Databases Optimization

Optimizing Django ORM / Postgres queries using left join

For the latest project I’m working on, we’re using Django with Postgres. I was writing some code that had to find a list of objects that weren’t processed yet. The way they were stored in the DB is like so:

class SomeObject(models.Model):
    #some data
class ProcessedObjectData(models.Model):
    some_object = models.ForeignKey(SomeObject, db_index = True)
    #some more data

In this schema, SomeObject is the original object, and a ProcessedObjectData row is created as the result of the processing. You might argue that the two tables should be merged together to form a single table, but that is not right in our case: first, SomeObject “has standing on its own”. Second, we are interested in having more than one ProcessedObjectData per one SomeObject.

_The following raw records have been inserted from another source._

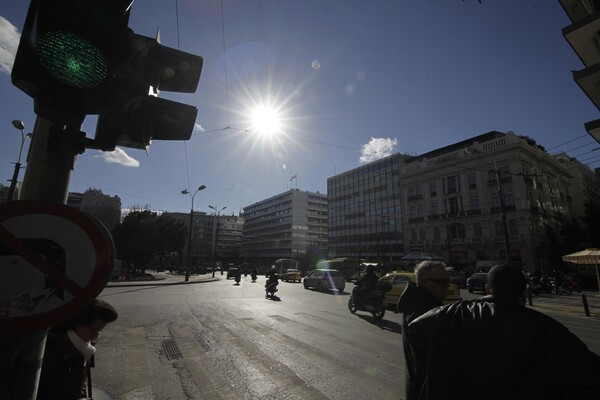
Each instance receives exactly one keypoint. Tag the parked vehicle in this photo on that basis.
(292, 274)
(477, 282)
(399, 280)
(325, 279)
(374, 302)
(271, 286)
(232, 272)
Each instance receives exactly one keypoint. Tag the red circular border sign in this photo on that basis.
(102, 268)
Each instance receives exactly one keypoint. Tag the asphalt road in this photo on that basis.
(220, 341)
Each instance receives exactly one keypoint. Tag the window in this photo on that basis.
(513, 227)
(472, 180)
(451, 184)
(474, 202)
(453, 205)
(495, 200)
(477, 229)
(499, 228)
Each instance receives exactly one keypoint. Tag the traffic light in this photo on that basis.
(69, 51)
(136, 115)
(78, 57)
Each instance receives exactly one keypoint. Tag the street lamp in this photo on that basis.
(13, 183)
(215, 223)
(189, 246)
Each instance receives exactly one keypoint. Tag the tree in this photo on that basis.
(144, 235)
(170, 235)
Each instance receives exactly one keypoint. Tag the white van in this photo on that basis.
(486, 265)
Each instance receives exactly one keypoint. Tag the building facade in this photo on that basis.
(104, 207)
(365, 211)
(214, 237)
(292, 224)
(497, 196)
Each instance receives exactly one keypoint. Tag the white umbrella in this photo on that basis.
(586, 257)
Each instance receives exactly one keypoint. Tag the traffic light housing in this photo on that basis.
(69, 51)
(78, 58)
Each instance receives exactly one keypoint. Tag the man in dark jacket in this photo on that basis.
(69, 353)
(429, 291)
(365, 285)
(496, 348)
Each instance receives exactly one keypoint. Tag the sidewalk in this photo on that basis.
(569, 304)
(167, 278)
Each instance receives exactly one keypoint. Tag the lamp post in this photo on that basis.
(189, 246)
(215, 224)
(13, 183)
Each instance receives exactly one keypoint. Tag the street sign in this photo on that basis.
(54, 260)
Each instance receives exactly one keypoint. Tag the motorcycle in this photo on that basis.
(271, 286)
(374, 302)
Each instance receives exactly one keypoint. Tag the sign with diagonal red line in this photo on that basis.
(54, 260)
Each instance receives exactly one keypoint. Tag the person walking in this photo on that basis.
(496, 348)
(69, 353)
(429, 291)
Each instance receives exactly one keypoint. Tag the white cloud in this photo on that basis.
(118, 156)
(377, 148)
(9, 42)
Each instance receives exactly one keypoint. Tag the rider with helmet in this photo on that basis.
(366, 284)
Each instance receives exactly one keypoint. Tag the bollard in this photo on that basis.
(586, 307)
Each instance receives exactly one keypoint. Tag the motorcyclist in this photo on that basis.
(272, 277)
(365, 285)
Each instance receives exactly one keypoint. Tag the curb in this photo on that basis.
(160, 282)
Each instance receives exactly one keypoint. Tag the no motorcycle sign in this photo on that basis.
(54, 260)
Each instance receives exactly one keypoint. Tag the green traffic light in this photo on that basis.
(72, 60)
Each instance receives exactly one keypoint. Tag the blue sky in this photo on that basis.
(351, 81)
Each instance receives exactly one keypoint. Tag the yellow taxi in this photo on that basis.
(399, 280)
(292, 275)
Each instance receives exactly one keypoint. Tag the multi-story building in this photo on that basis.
(492, 197)
(104, 207)
(214, 237)
(365, 211)
(292, 224)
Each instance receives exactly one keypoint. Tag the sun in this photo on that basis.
(265, 121)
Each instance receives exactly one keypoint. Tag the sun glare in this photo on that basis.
(266, 121)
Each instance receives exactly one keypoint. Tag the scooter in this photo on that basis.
(374, 302)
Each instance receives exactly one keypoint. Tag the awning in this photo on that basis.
(585, 257)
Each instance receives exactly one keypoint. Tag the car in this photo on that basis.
(232, 272)
(399, 280)
(457, 279)
(476, 282)
(325, 279)
(292, 275)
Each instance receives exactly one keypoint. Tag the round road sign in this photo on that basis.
(54, 260)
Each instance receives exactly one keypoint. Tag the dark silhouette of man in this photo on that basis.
(496, 348)
(429, 291)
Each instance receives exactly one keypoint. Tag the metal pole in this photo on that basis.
(503, 213)
(50, 162)
(189, 246)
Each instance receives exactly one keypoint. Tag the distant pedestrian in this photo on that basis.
(496, 348)
(429, 291)
(69, 353)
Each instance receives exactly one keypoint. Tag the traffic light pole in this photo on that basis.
(49, 165)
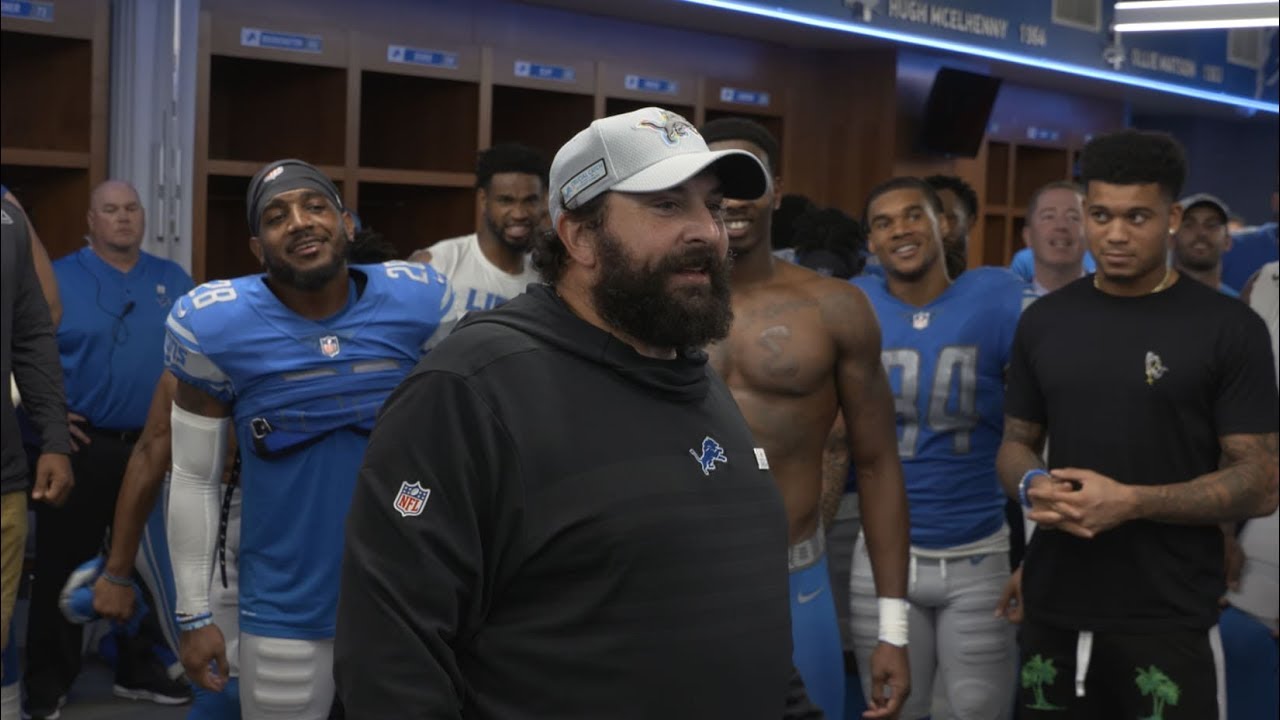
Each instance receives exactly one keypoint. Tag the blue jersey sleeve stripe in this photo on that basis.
(176, 328)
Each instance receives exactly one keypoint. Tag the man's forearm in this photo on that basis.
(1020, 450)
(1230, 495)
(835, 472)
(144, 478)
(882, 500)
(1013, 461)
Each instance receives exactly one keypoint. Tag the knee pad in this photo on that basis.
(284, 678)
(216, 706)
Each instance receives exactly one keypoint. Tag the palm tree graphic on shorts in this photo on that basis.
(1160, 687)
(1038, 673)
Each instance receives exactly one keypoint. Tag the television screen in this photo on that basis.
(956, 113)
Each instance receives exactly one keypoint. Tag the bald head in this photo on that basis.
(115, 218)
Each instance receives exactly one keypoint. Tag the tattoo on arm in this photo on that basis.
(835, 470)
(1020, 450)
(1246, 487)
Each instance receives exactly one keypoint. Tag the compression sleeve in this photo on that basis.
(199, 455)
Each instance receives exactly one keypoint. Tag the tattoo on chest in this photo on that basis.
(777, 309)
(777, 363)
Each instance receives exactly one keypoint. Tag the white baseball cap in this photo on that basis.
(645, 151)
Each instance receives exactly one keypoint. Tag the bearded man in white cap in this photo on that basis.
(561, 511)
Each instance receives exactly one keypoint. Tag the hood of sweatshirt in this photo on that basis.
(542, 314)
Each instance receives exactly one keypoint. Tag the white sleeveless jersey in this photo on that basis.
(1265, 299)
(1260, 580)
(478, 283)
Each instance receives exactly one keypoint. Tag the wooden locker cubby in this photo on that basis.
(53, 121)
(55, 200)
(50, 76)
(624, 87)
(1014, 173)
(417, 123)
(618, 105)
(263, 110)
(414, 217)
(539, 118)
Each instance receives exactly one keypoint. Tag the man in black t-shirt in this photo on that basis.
(1160, 397)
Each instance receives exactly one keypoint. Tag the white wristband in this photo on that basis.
(894, 613)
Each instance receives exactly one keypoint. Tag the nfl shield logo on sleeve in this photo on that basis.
(329, 346)
(411, 500)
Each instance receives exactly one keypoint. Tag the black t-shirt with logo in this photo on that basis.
(1138, 390)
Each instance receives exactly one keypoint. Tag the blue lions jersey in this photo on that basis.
(946, 364)
(304, 396)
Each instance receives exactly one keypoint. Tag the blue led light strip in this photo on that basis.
(1042, 63)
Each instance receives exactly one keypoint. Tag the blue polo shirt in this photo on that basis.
(112, 335)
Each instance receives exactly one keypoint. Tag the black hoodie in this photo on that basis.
(599, 540)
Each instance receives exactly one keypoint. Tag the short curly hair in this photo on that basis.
(511, 158)
(1133, 156)
(549, 255)
(963, 190)
(741, 128)
(901, 182)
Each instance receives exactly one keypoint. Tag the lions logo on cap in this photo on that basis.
(670, 126)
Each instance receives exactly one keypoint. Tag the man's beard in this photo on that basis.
(640, 302)
(310, 279)
(1198, 264)
(519, 246)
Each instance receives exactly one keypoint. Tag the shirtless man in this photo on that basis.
(803, 351)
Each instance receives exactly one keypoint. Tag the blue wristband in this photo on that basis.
(1027, 483)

Given this situation, I was interested in finding all the SomeObject’s that don’t have a certain type of ProcessedObjectData. A relatively easy way to express it (in Python + Django ORM) would be:

SomeObject.objects.exclude(id__in = ProcessedObjectData.objects.filter(...some_filter...).values('some_object_id'))

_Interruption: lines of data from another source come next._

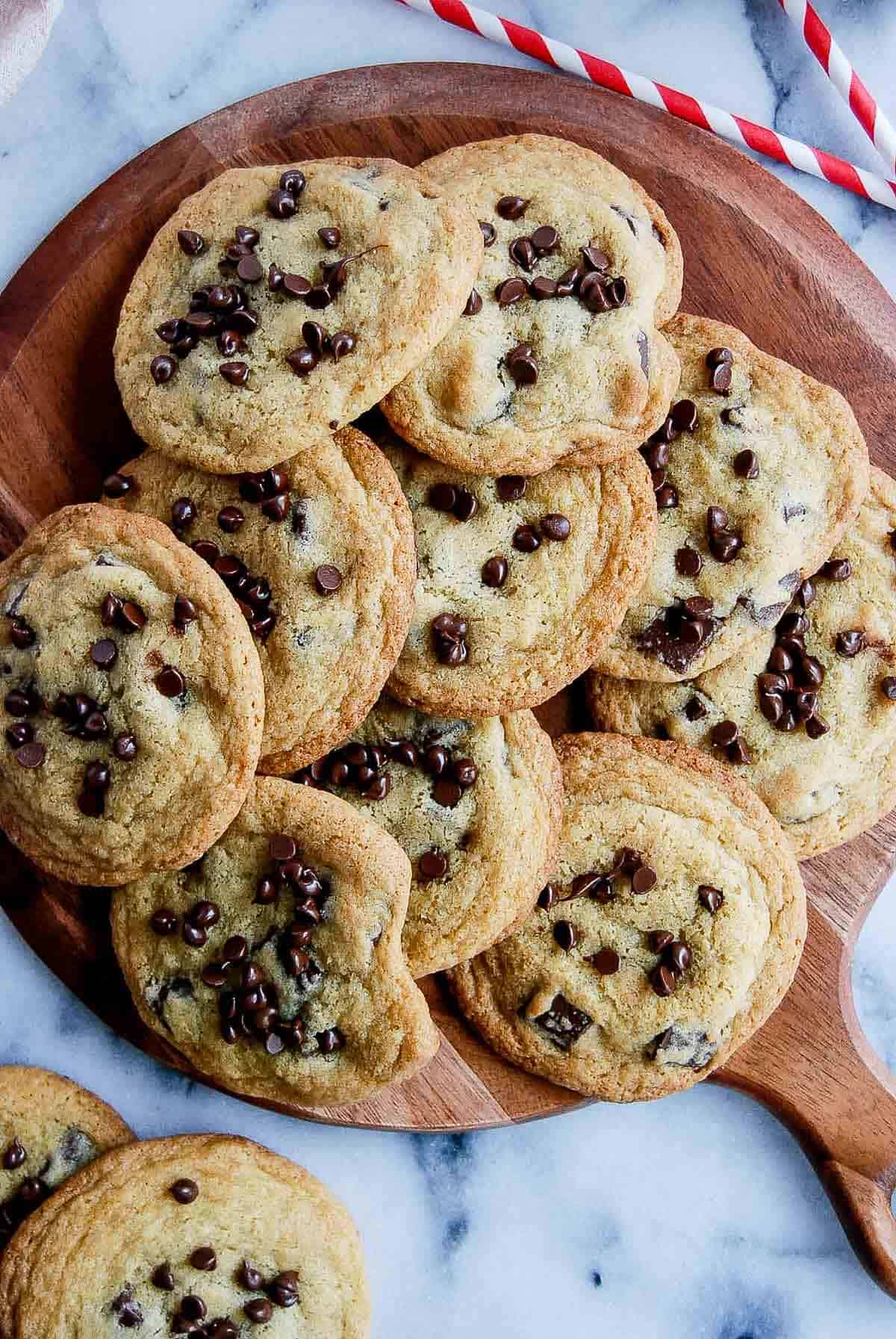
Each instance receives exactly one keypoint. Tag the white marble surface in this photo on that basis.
(695, 1216)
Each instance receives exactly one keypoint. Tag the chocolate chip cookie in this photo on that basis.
(559, 355)
(806, 714)
(50, 1128)
(476, 808)
(670, 931)
(520, 580)
(133, 698)
(757, 472)
(205, 1235)
(319, 550)
(275, 964)
(279, 303)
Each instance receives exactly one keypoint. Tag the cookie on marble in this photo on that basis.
(759, 472)
(670, 931)
(559, 355)
(320, 553)
(133, 698)
(280, 303)
(202, 1235)
(520, 580)
(806, 714)
(50, 1128)
(476, 808)
(275, 964)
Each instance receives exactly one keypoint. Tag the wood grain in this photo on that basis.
(757, 256)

Unfortunately, while this is reasonable enough for a few thousand rows (takes a few seconds), when you go above 10k and certainly for 100k objects, this starts running slowly. This is an example of a rule of mine:

Code is either fast or slow. Code that is “in the middle” is actually slow for a large enough data-set.

This might not be 100% true, but it usually is and in this case – very much so.

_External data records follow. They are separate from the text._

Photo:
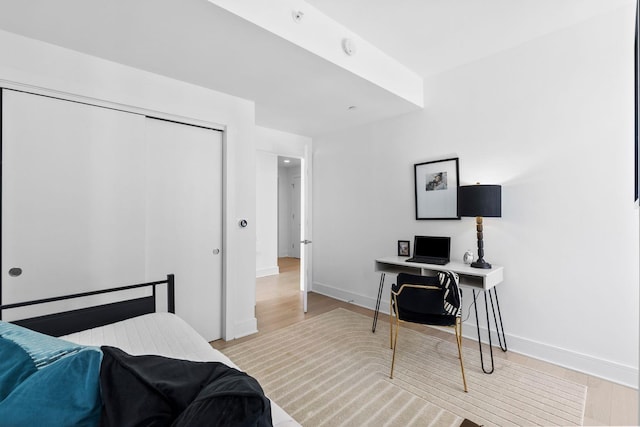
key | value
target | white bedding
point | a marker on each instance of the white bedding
(163, 334)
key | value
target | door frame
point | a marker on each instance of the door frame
(304, 153)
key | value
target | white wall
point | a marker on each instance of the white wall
(552, 122)
(30, 62)
(266, 214)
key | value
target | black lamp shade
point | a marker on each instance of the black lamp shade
(480, 200)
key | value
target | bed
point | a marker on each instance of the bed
(123, 342)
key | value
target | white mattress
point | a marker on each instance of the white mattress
(163, 334)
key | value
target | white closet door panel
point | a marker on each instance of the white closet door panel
(72, 197)
(184, 219)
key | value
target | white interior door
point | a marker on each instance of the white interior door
(184, 219)
(72, 198)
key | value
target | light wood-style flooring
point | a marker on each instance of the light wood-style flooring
(279, 304)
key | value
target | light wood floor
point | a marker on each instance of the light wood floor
(279, 304)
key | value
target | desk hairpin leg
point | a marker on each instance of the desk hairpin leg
(375, 315)
(502, 340)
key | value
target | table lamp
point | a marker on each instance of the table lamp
(480, 201)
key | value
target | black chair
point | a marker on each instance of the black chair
(427, 300)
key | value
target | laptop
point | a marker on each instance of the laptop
(431, 250)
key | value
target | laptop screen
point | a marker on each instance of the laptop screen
(436, 247)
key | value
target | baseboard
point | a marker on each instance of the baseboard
(597, 367)
(246, 327)
(269, 271)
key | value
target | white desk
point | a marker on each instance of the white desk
(477, 279)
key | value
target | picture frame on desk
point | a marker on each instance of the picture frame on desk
(436, 189)
(404, 248)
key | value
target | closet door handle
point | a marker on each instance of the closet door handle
(15, 271)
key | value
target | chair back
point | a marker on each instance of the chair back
(427, 299)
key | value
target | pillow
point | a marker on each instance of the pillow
(46, 380)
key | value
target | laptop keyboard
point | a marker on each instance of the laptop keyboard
(428, 260)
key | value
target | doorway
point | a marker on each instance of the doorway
(289, 208)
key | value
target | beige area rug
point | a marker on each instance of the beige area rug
(331, 370)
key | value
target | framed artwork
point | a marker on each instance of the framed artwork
(436, 186)
(403, 248)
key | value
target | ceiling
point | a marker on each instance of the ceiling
(294, 90)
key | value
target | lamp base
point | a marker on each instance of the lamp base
(480, 264)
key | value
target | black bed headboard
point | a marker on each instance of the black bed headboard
(67, 322)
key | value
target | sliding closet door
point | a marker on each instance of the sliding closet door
(184, 218)
(72, 197)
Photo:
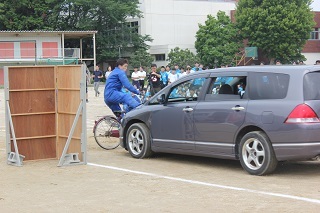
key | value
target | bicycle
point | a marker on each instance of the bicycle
(106, 129)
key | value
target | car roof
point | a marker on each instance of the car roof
(286, 69)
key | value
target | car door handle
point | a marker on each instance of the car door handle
(187, 109)
(237, 108)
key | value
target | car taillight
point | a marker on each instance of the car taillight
(302, 114)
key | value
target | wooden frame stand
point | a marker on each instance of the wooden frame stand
(46, 114)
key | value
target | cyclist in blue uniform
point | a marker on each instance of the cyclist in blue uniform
(113, 95)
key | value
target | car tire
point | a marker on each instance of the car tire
(256, 154)
(139, 141)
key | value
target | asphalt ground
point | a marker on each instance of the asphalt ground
(113, 181)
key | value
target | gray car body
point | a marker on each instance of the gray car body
(213, 129)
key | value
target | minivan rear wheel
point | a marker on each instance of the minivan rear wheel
(256, 154)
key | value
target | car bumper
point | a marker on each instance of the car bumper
(296, 151)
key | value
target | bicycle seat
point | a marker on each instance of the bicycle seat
(118, 113)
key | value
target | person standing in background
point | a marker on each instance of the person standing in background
(97, 75)
(109, 70)
(135, 76)
(164, 77)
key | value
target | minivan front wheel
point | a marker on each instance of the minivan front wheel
(139, 141)
(256, 154)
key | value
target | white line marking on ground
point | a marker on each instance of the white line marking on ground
(310, 200)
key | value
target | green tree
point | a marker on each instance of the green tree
(141, 58)
(181, 57)
(279, 28)
(217, 40)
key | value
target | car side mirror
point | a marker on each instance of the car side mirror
(161, 98)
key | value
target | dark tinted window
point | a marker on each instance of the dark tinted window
(268, 86)
(311, 86)
(228, 87)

So, how to optimize that? First, you need to make sure that you’re optimizing the right thing. After a few calls to the profiler I was certain that it was this specific query that was taking all of the time. The next step was to write some hand-crafted SQL to solve that, using:

SomeObject.objects.raw(...Insert SQL here...)

As it turns out, it was suggested to me by Adi to use left-join. After reading about it a little bit and playing around with it, I came up with a solution: do a left join in an inner select, and use the outer select to filter only the rows with NULL – indicating a missing ProcessedObjectData element. Here is a code example of how this could look:

    SELECT AS id, AS other_id FROM
    ( = processed_object_data.some_object_id) AND
    (...some FILTER ON processed_object_data...)
) AS inner_select 
inner_select.other_id IS NULL

That worked decently enough (a few seconds for 100k’s of rows), and I was satisfied. Now to handling the actual processing, and not the logistics required to operate it.

Javascript Optimization

Javascript Optimization Tricks

Profiling, Profiling, Profiling

This seems obvious, but still merits a mention. Don’t optimize your code before profiling it. If you need a profiler, just use firebug’s. Having tests to make sure that your post-profiling code is equivalent to the original is also nice.

Later is better than now

As is well known, it is usually useful to have some of the page content to be fetched in the original http get, but have non-essential content fetched using ajax after page-load.

In some cases, user interaction with your website does not require fetching new content, but doing some processing. Generating html is especially slow. In that case, the user will have to wait until the processing is done. Unless of course, you can also ‘postpone it for later’: simply use setTimeout to do the work outside of the even handler.
For example, I used Bill Chadwick’s ArrowLine, which redraws on zoom-in/out. Since the redraw isn’t quick, this makes zooming in pretty slow, especially when quickly zooming more than once.
My solution: since what takes time is drawing the arrows themselves, I put arrow drawing code in a timeout callback, which means the interface doesn’t get unresponsive.

(Of course, this might misbehave, and I had to make sure my code still works if multiple timeouts are enqueued, etc..)

A single div is all you need!

I had to write a dropdown widget for UI, one which could show arbitrary html inside the dropdown box. Problem is, I had to to have a lot of similar dropdowns. This in itself is pretty easy, as we all know how to use a for-loop.
It gets complicated when you find out that adding these dropdowns takes a lot of time. What’s worse, the part that takes time is adding the div that gets displayed when you show it, but is otherwise hidden.

To solve this, first you may apply “Later is better than now”, and create each dropdown only when it’s needed. This will work. In some cases, a different approach is warranted: all of these dropdowns share the same design of the ‘dropdown div’, and only one of these divs will be shown at any time (I had to write code to make sure of it). So, instead of making a new drop-down div for each dropdown, create just one, and let them share it. This might complicate your code, but the rewards may be great.

To make it work, you may use an object factory, or a function that creates widget classes, or any other pattern that works for you.